J'avais beau lui dire:--Madame la baronne, ce vieux Stamply est un brave
homme; il nous a fait du bien; nous lui devons quelques égards. Si
j'avais voulu la croire, j'aurais fini par le chasser de ma maison. Le
roi lui-même m'eût prié de le faire, que je n'y aurais point consenti.

--Ainsi, reprit Hélène après un nouveau silence, quand ce jeune homme
s'est présenté armé de ses droits, au lieu de lui restituer loyalement
les biens de son père et de nous retirer tête haute, nous avons obtenu,
à force d'humilité, qu'il consentît à nous garder, à nous laisser vivre
sous son toit! De votre fille, qui ne savait rien, vous avez fait votre
complice!

--J'ai voulu partir, s'écria le marquis; Bernard venait de se nommer que
j'avais déjà pris ma canne et mon chapeau. C'est la baronne qui m'a
retenu; c'est elle qui nous a joués tous; c'est elle qui nous a tous
perdus.

Ici, mademoiselle de La Seiglière se retourna fièrement, prête à
demander compte à son père de l'entretien qu'ils avaient eu tous deux
dans cette même chambre; mais la parole expira sur ses lèvres: sa
poitrine se gonfla, son front se couvrit de rougeur, et, se jetant dans
un fauteuil, elle fondit en pleurs, son sein éclata en sanglots.
Était-ce seulement l'orgueil révolté qui se plaignait en elle, et
l'amour étouffé ne mêlait-il pas ses soupirs aux cris de la dignité
offensée? Le cœur le plus pur et le plus virginal est encore un abîme où
la sonde s'égare, et dont pas une n'a touché le fond. En voyant le
désespoir de sa fille, le marquis acheva de perdre la tête. Il se
précipita aux genoux d'Hélène, et lui prit les mains qu'il couvrit de
baisers, en pleurant de son côté comme un vieil enfant qu'il était.

--Ma fille! mon enfant! disait-il en la pressant entre ses bras;
calme-toi, ménage ton vieux père; ne le fais pas mourir de douleur à tes
pieds. Veux-tu partir? partons. Allons vivre au fond des bois comme deux
sauvages; si tu l'aimes mieux, retournons dans notre vieille Allemagne.
Qu'est-ce que ça me fait, à moi, la fortune, pourvu que tu ne pleures
pas? La fortune! je m'en soucie comme de ça! En vendant mes bijoux, ma
montre et mes breloques, j'aurai toujours des fleurs pour mon Hélène.
Allons je ne sais où; je serai bien partout où tu me souriras. Je te
contais ce matin que je n'avais plus qu'un souffle de vie; je mentais.
J'ai une santé de fer. Regarde ce mollet; si l'on ne dirait pas du
bronze coulé dans un bas de soie! Cet hiver, j'ai tué sept loups; je
fatigue Bernard à me suivre, et j'espère bien enterrer la baronne, qui a
quinze ou vingt ans de moins que moi, à ce qu'elle prétend, car je la
connais trop maintenant pour croire seulement la moitié de ce qu'elle
avance. Vite donc, essuyons ces beaux yeux; un sourire, un baiser, ton
bras sur mon bras, et, gais Bohémiens, vive la pauvreté!

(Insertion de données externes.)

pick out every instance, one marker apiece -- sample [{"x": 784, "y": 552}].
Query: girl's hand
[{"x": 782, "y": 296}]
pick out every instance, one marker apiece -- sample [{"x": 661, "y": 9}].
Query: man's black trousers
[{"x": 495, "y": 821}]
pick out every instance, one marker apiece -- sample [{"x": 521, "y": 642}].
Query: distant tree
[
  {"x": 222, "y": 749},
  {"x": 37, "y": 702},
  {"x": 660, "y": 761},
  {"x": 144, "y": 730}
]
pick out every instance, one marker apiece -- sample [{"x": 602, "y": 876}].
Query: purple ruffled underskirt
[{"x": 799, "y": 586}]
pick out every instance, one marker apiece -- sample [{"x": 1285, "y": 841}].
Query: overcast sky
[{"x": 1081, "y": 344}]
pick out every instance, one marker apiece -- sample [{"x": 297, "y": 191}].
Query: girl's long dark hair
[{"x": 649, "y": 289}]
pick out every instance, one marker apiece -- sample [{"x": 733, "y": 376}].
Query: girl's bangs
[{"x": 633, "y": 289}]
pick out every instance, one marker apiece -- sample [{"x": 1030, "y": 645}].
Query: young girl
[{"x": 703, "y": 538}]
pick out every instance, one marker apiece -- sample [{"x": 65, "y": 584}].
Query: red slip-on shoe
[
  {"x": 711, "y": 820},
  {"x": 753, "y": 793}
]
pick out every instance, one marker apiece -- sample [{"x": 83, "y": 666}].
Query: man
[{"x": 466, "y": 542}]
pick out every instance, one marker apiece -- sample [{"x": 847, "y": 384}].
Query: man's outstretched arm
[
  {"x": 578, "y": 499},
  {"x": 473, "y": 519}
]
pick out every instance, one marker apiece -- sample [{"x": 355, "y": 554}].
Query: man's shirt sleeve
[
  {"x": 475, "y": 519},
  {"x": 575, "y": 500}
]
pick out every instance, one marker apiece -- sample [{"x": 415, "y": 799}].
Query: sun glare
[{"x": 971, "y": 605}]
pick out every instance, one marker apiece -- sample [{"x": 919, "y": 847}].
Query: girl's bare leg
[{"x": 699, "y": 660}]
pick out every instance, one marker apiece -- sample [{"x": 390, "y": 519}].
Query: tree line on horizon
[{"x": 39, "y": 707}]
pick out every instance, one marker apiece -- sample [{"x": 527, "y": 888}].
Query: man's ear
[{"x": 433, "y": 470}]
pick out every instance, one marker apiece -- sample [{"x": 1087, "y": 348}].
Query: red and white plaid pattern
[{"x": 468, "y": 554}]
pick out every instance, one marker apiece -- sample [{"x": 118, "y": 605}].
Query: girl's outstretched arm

--Ah! mon noble père, je vous retrouve enfin! s'écria mademoiselle de La
Seiglière avec un élan de joie. Vous l'avez dit, partons; ne restons pas
ici davantage: nous n'y sommes restés déjà que trop longtemps.

--Partir! s'écria l'étourdi gentilhomme, qui ne s'était pas assez défié
de son premier mouvement, et qui pour beaucoup aurait voulu pouvoir
rattraper les paroles imprudentes qui venaient de lui échapper; partir!
répéta-t-il avec stupeur. Eh! ma pauvre fille, où diable veux-tu que
nous allions? Tu ne sais donc pas que je suis en guerre ouverte avec la
baronne, et qu'il ne nous reste même plus la ressource d'aller maigrir à
sa table et greloter à son foyer!

--Si madame de Vaubert nous repousse, nous irons où Dieu nous conduira,
répondit Hélène; mais du moins nous nous sentirons marcher dans le
chemin de notre honneur.

--Voyons, voyons, dit M. de La Seiglière en s'asseyant d'un air câlin à
côté d'Hélène, c'est très bien qu'on aille où Dieu vous conduit, on ne
saurait choisir un meilleur guide; malheureusement, Dieu qui donne le
couvert et la pâture aux petits des oiseaux, n'est pas si libéral envers
les petits des marquis. Il est charmant de se dire ainsi: Partons,
allons où Dieu nous mène! cela plaît aux jeunes imaginations; mais quand
on est parti et qu'on a fait six lieues, et qu'on arrive au soir avec la
perspective de coucher, sans avoir soupé, à la belle étoile, on commence
à trouver le chemin de Dieu un peu rude. S'il ne s'agissait que de moi,
voilà beau temps que j'aurais chaussé les sandales du pèlerin et repris
le bâton de l'exil; mais il s'agit de toi, mon Hélène! Laissons là ces
pieux enfantillages; causons raisonnablement, avec calme, ainsi qu'il
convient entre de vieux amis comme nous. Voyons, est-ce qu'il n'y aurait
pas un moyen d'arranger cette petite affaire à la satisfaction de toutes
les parties intéressées? Est-ce que, par exemple, ce que je te disais ce
matin...

--Ce serait votre honte et la mienne, répliqua froidement Hélène.
Savez-vous ce que dirait le monde? Il dirait que vous avez vendu votre
fille: la pauvreté n'a pas droit de mésalliance. Que penserait M. de
Vaubert? et que penserait-il, ce jeune homme au-devant de qui je suis
allée avec empressement, le croyant pauvre et déshérité? Tandis que l'un
m'accuserait de trahison, l'autre me soupçonnerait de n'avoir fait la
cour qu'à sa fortune, et tous deux me mépriseraient. Marquis de La
Seiglière, relevez la tête et le cœur: noblesse et pauvreté obligent.
Qu'y a-t-il d'ailleurs de si effrayant dans la destinée qui nous est
échue? Sommes-nous sans asile? Je réponds de M. de Vaubert.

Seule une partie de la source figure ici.